Both councils discussed the merits of expanding the firehall, a suggestion first brought to the table in 1978, just 10 years or so after the current hall opened.
In 2011, Cummings presented a conceptual hall expansion plan from architect Bernd Hermanski that he estimated would cost $1.6 million.
Among the current issues, besides space for a new rescue truck, is shower facilities.
Presently, there is one and Cummings said it is old, dirty and grungy. And with the department now considering applications from at least two women firefighters, new and more showers are a must.
“Cancer in the fire industry is a huge problem, and guys are told to shower after a call out and to wash their turnout gear to remove the toxins,” said Cummings. “It’s impossible for our members to abide by the rules we’re trying to set down. If female firefighters join the hall, we’ll need adequate facilities for them.”
Armstrong Coun. Ryan Nitchie believes the current hall has outlived its usefulness.
“The building was built around 1978 and has lasted for 35 years. This expansion plan gives us another 35 years,” said Nitchie. “We can figure out how to do the financing.”
Spallumcheen Coun. Christine Fraser moved to send the plan to tenders, and to seek grant funding to help pay for expansion.
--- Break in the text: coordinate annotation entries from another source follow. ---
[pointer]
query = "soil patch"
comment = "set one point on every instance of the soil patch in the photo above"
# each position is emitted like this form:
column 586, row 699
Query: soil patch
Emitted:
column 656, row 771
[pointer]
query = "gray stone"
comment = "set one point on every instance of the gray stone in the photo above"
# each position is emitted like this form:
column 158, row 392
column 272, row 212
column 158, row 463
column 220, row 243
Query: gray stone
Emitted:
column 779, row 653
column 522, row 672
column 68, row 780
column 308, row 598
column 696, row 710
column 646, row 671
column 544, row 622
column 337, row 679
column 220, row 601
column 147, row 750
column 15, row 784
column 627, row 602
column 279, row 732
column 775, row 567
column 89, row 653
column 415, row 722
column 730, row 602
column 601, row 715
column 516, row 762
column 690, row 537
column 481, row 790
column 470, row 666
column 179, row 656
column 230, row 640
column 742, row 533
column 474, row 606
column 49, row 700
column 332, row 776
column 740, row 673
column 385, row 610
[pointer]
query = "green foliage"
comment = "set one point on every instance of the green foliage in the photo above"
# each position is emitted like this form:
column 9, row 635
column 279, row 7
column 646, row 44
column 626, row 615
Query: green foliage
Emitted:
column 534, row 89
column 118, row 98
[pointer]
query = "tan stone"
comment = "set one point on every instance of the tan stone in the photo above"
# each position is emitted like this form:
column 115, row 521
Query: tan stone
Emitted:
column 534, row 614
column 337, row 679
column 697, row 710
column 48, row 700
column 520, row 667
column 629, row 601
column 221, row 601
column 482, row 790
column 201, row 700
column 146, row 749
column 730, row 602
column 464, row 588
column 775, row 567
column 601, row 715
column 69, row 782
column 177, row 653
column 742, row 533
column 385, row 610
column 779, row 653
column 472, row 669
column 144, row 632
“What the architect put forward is just a ballpark figure,” said Fraser. “We should send out tender documents and see what actual numbers come back. We can’t do this without grant funding. The township is not in financial position to fund the whole project.”
The councils voted unanimously to direct staff to prepare tender documents for the preparation of bidding and construction documents for an expanded fire truck bay and the rest of the hall’s renovations.
They also voted to support seeking grants worth $800,000 to help pay for the project.